Amédée J. Ozenfant was born on April 15, 1886, in Saint-Quentin, France. At age fourteen he began painting, and in 1904 he attended the École Municipale d'Arts Quentin-La Tour in Saint-Quentin. The following year he moved to Paris, where he entered an architecture studio. At this time, he also studied painting with Charles Cottet at the Académie de la Palette, where he became a friend of Roger de La Fresnaye and André Dunoyer de Segonzac.

Ozenfant’s first solo exhibition was held in 1908 at the Salon de la Société Nationale des Beaux-Arts. In 1910 he contributed works to the Salon d’Automne and in 1911 he participated in the Salon des Indépendants. From about 1909 to 1913 he made trips to Russia, Italy, Belgium, and the Netherlands and attended lectures at the Collège de France in Paris. In 1915 Ozenfant founded the magazine L’Elan, which he edited until 1917, and began to formulate his theories on Purism. In 1917 the artist met the Swiss architect and painter Charles-Edouard Jeanneret (Le Corbusier); together they articulated the doctrines of Purism in their book Après le Cubisme (1918). Its publication coincided with the first Purist exhibition, held at the Galerie Thomas in Paris, in which Ozenfant was represented. Ozenfant and Le Corbusier collaborated on the journal L’Esprit nouveau, published from 1920 to 1925.

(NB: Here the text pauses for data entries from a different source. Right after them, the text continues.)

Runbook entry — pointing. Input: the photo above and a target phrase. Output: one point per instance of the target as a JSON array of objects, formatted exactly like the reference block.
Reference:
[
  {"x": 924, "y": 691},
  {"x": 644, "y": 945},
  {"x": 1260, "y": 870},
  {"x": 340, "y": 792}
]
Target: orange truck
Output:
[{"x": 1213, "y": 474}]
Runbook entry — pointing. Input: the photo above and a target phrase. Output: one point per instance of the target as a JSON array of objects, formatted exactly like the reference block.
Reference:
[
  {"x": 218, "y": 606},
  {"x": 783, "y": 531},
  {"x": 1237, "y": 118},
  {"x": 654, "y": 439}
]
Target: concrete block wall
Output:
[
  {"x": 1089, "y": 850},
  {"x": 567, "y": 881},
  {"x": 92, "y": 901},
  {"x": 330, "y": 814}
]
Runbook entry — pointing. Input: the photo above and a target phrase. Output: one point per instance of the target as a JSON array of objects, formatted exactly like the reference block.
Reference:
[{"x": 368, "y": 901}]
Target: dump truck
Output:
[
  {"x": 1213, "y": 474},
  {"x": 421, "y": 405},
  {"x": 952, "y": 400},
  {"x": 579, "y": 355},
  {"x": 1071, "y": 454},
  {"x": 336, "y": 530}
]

Ozenfant participated in the second Purist exhibition at the Galerie Druet, Paris, in 1921. In 1924 he and Fernand Léger opened a studio in Paris, where they taught alongside Alexandra Exter and Marie Laurencin. Ozenfant and Le Corbusier wrote La Peinture moderne in 1925. During that year Ozenfant exhibited at the controversial Pavillon de l’Esprit Nouveau at the Exposition des arts décoratifs in Paris. The artist was given a solo show at Galerie L. C. Hodebert, Paris, in 1928. His book, Art, was published in French in 1928; an English edition appeared as The Foundations of Modern Art in 1931. Ozenfant taught at the Académie Moderne in 1929 and founded the Académie Ozenfant in 1932. From 1935 to 1938 he operated the Ozenfant Academy in London. From 1939 to 1955 he taught at the Ozenfant School of Fine Arts in New York. A solo show of his work was held at the Arts Club of Chicago in 1940. Ozenfant taught and lectured widely in the United States until 1955, when he returned to France. Ozenfant died in Cannes on May 4, 1966.